Optimization of RFM’s Structure Based on PSO Algorithm and Figure Condition Analysis

Rational function model (RFM) faces difficulty in extracting accurate geometric information from remotely sensed images, which is mainly due to the problems of overparameterization and ill-posedness. These problems can be addressed via variable selection methods, in which an optimum subset of rational polynomial coefficients is identified via an optimization algorithm, usually metaheuristic methods [e.g., genetic algorithm and particle swarm optimization (PSO)]. In this letter, we propose a PSO-based method that benefits from a novel cost function. The proposed cost function applies a figure condition analysis, where the sum of estimated errors for the entire image’s pixels is regarded as the cost value.
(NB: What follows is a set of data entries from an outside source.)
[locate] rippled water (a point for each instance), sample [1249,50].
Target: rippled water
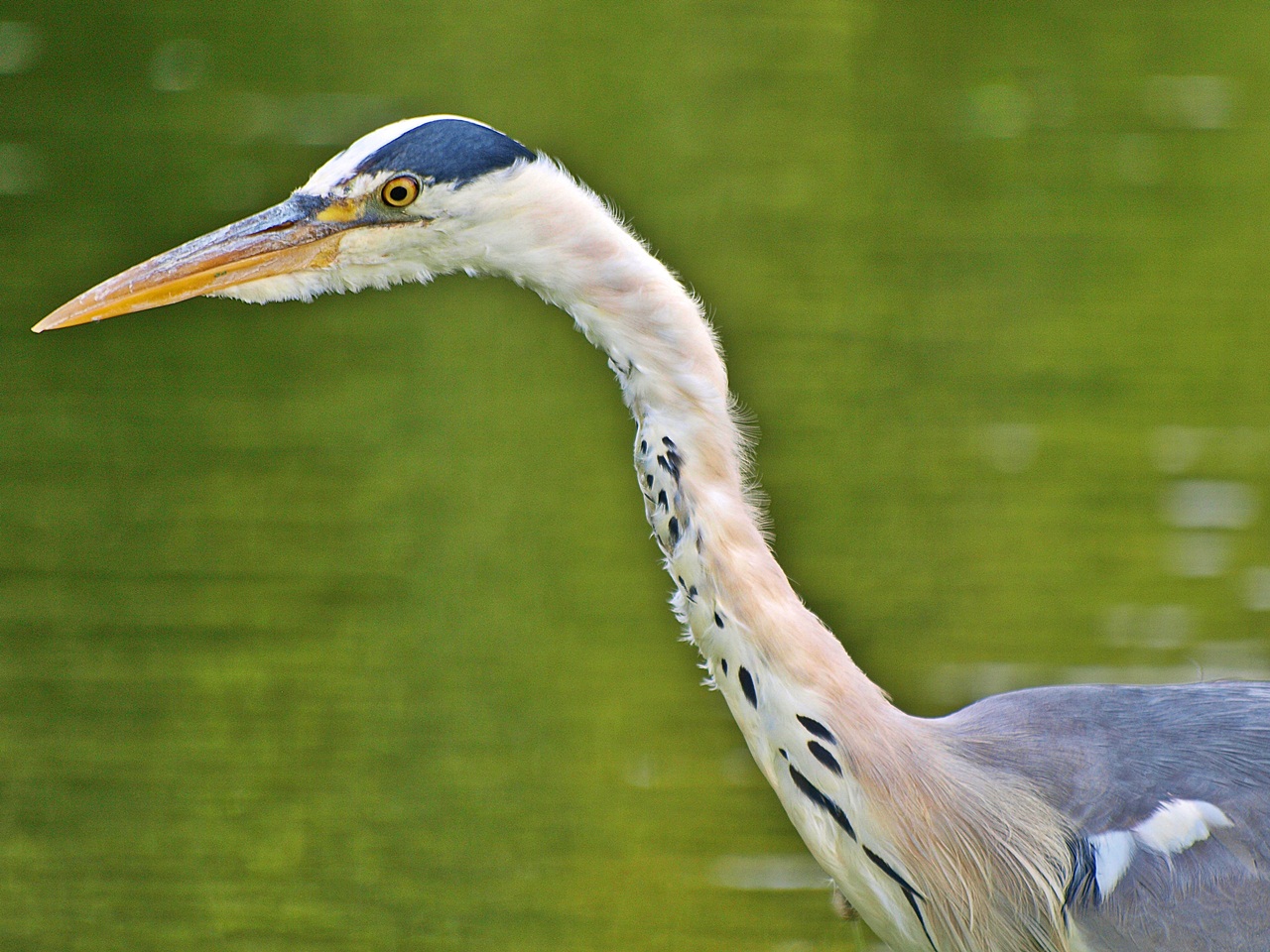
[336,626]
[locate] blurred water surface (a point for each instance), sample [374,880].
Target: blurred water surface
[336,626]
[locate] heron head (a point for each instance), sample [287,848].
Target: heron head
[399,204]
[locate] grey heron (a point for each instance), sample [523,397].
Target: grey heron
[1062,817]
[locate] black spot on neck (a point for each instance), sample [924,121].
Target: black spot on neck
[447,150]
[818,729]
[747,685]
[817,796]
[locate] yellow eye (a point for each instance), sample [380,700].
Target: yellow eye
[400,191]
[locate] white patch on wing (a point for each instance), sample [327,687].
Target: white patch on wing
[1175,826]
[341,164]
[1180,824]
[1112,852]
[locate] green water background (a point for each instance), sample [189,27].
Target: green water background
[336,626]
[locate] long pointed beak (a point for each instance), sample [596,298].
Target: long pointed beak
[300,234]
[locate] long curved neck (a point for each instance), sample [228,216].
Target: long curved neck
[751,627]
[808,714]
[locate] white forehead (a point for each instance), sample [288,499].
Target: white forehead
[340,166]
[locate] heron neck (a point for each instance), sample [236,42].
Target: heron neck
[735,602]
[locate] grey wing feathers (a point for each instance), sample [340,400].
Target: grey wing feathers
[1107,758]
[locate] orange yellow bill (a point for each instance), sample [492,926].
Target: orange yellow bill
[296,235]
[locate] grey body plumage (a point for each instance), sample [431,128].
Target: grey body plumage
[1106,757]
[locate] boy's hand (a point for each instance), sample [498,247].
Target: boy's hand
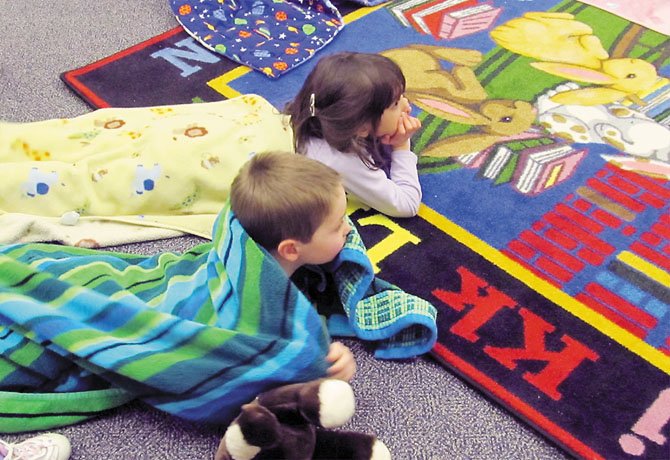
[407,126]
[344,364]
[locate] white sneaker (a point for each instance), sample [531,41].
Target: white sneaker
[49,446]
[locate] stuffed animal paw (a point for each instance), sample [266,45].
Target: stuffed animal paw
[295,421]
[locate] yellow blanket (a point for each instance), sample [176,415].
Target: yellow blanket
[118,175]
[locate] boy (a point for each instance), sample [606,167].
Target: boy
[295,208]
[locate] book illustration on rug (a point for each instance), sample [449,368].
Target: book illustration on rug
[544,168]
[531,165]
[445,19]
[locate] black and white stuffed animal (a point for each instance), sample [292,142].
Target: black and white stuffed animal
[295,422]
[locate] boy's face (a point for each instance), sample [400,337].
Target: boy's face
[329,238]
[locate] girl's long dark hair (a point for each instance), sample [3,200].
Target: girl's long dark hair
[351,90]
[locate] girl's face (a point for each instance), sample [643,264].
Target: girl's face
[388,124]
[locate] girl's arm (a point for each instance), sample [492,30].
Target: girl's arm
[397,196]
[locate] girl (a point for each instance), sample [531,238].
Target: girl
[351,115]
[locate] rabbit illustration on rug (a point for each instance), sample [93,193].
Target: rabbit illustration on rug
[568,48]
[456,95]
[627,130]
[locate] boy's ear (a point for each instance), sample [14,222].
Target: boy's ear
[288,249]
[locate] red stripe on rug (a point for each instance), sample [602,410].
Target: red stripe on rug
[523,408]
[89,94]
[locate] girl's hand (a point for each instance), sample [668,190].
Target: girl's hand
[344,364]
[407,126]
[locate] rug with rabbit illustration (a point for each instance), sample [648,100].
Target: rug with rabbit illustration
[544,238]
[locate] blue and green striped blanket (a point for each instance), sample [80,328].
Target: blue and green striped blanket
[195,334]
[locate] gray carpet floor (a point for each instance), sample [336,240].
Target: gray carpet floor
[418,408]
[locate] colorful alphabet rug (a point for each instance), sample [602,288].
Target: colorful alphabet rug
[544,238]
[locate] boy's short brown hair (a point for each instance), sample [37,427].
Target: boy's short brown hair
[279,195]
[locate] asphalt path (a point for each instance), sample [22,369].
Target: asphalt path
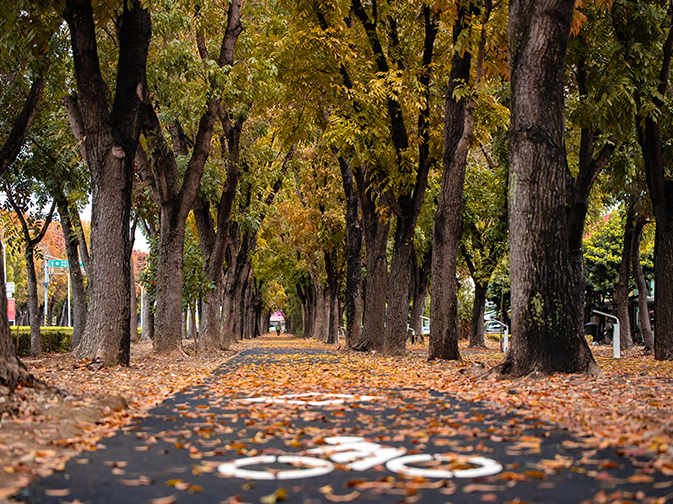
[199,447]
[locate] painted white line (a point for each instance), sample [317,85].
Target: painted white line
[356,453]
[303,399]
[316,467]
[487,467]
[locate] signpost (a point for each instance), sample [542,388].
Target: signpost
[11,310]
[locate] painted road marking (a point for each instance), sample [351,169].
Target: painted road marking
[487,467]
[358,455]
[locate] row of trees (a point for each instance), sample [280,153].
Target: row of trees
[295,142]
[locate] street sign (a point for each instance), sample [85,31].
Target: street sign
[61,263]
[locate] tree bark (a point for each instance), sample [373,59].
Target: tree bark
[76,277]
[622,296]
[420,290]
[213,242]
[162,178]
[353,257]
[545,323]
[110,136]
[579,188]
[661,192]
[333,299]
[12,371]
[376,232]
[33,308]
[643,307]
[458,126]
[29,254]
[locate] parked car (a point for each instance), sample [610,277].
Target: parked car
[494,327]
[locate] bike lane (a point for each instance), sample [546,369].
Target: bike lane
[255,431]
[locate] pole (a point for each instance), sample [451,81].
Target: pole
[69,324]
[615,334]
[46,287]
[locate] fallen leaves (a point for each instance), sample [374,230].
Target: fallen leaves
[629,410]
[278,496]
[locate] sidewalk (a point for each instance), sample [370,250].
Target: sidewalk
[283,421]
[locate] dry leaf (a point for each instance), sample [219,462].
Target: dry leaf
[57,492]
[342,498]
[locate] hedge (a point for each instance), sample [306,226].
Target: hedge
[54,339]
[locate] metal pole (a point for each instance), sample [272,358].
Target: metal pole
[615,334]
[69,307]
[46,286]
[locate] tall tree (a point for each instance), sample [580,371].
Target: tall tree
[458,128]
[660,184]
[173,199]
[109,133]
[33,229]
[545,321]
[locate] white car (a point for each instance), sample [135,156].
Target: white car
[494,327]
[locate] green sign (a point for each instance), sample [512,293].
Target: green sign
[61,263]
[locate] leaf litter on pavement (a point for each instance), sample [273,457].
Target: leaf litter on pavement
[628,410]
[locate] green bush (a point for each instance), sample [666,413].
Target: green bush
[54,339]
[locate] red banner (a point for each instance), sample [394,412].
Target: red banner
[11,310]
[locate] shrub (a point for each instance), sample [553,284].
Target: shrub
[54,339]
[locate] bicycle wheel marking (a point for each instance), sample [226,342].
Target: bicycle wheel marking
[487,467]
[316,467]
[357,455]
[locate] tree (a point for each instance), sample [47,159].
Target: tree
[545,322]
[162,174]
[33,229]
[484,234]
[110,136]
[458,130]
[651,96]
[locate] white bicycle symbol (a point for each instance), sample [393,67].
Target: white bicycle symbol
[357,455]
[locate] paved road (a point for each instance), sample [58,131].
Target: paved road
[205,447]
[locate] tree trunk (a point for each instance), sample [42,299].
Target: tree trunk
[133,322]
[110,138]
[353,258]
[148,320]
[12,370]
[458,125]
[76,277]
[168,328]
[477,320]
[643,308]
[333,299]
[545,324]
[622,297]
[322,313]
[579,188]
[376,231]
[11,148]
[399,283]
[421,281]
[661,192]
[33,308]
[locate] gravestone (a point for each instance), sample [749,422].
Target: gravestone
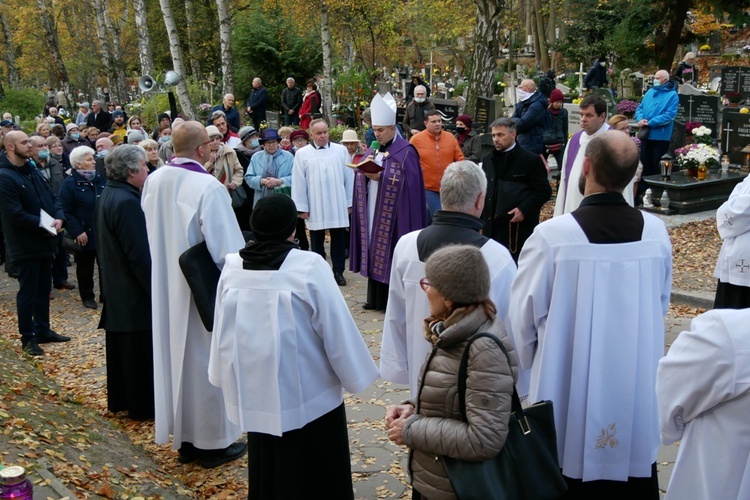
[574,118]
[400,114]
[735,79]
[700,108]
[484,114]
[735,135]
[272,118]
[448,111]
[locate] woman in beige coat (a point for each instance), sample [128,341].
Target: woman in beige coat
[223,164]
[457,284]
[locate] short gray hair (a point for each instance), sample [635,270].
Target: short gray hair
[78,155]
[216,115]
[124,160]
[505,122]
[463,181]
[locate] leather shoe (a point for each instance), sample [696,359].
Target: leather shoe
[339,277]
[32,348]
[52,336]
[208,459]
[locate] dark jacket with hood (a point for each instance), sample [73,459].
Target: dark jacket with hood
[23,193]
[532,120]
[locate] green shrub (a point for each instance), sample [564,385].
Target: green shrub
[26,103]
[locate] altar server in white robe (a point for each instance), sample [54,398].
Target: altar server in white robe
[462,192]
[703,388]
[184,206]
[733,265]
[322,189]
[593,122]
[283,373]
[587,313]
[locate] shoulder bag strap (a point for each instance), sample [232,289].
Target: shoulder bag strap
[463,375]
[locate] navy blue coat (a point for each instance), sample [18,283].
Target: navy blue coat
[124,258]
[531,121]
[78,199]
[258,101]
[23,193]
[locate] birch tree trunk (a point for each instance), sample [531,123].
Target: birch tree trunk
[176,52]
[486,48]
[541,34]
[195,65]
[51,43]
[144,42]
[225,37]
[10,50]
[325,36]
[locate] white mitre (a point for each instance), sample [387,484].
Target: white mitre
[383,110]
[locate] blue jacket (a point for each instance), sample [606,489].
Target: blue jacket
[78,198]
[531,121]
[23,192]
[258,101]
[659,107]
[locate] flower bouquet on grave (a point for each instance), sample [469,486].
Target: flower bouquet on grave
[702,135]
[690,157]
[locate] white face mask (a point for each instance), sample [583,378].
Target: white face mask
[522,94]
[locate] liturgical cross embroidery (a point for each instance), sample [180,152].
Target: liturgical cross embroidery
[742,266]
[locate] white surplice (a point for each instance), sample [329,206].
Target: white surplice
[703,389]
[569,197]
[404,347]
[588,319]
[285,344]
[733,223]
[323,186]
[184,208]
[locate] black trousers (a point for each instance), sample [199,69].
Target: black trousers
[85,273]
[302,463]
[338,246]
[32,299]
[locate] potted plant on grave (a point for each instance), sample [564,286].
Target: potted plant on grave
[692,156]
[627,107]
[734,98]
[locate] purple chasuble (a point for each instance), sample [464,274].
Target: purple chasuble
[400,208]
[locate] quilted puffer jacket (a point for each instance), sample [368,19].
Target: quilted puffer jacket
[436,427]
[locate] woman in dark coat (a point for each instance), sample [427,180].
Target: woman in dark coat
[126,266]
[78,195]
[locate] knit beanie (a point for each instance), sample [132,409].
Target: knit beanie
[556,96]
[459,273]
[465,119]
[274,217]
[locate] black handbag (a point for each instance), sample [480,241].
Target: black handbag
[202,277]
[526,468]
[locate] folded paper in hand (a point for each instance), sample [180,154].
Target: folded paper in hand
[369,165]
[46,221]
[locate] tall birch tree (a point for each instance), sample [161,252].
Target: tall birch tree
[176,52]
[144,42]
[486,49]
[225,38]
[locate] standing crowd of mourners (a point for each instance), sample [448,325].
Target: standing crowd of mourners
[484,305]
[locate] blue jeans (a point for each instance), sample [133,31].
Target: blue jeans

The main advantages of the proposed method, in comparison to its alternatives of the same type, are as follows: 1) in contrast to other metaheuristic-based methods, it can be applied even with a limited number of control points (CPs); 2) since the proposed cost function is a global and continuous one, it yields an appealing RFM from the generalization capability viewpoint (i.e., it leads to satisfying positional accuracies for the entire image, even for those pixels far from CP); and 3) the method is much more stable, which means that it gives very similar results in successive runs. Our experiments, conducted over four real data sets, demonstrate that the proposed method addresses the aforementioned problems, namely, overparameterization and ill-posedness. In addition, it outperforms the typical PSO-based method by 37% on average and also achieves RFM’s structures that are more reliable and more stable than those identified by its alternative.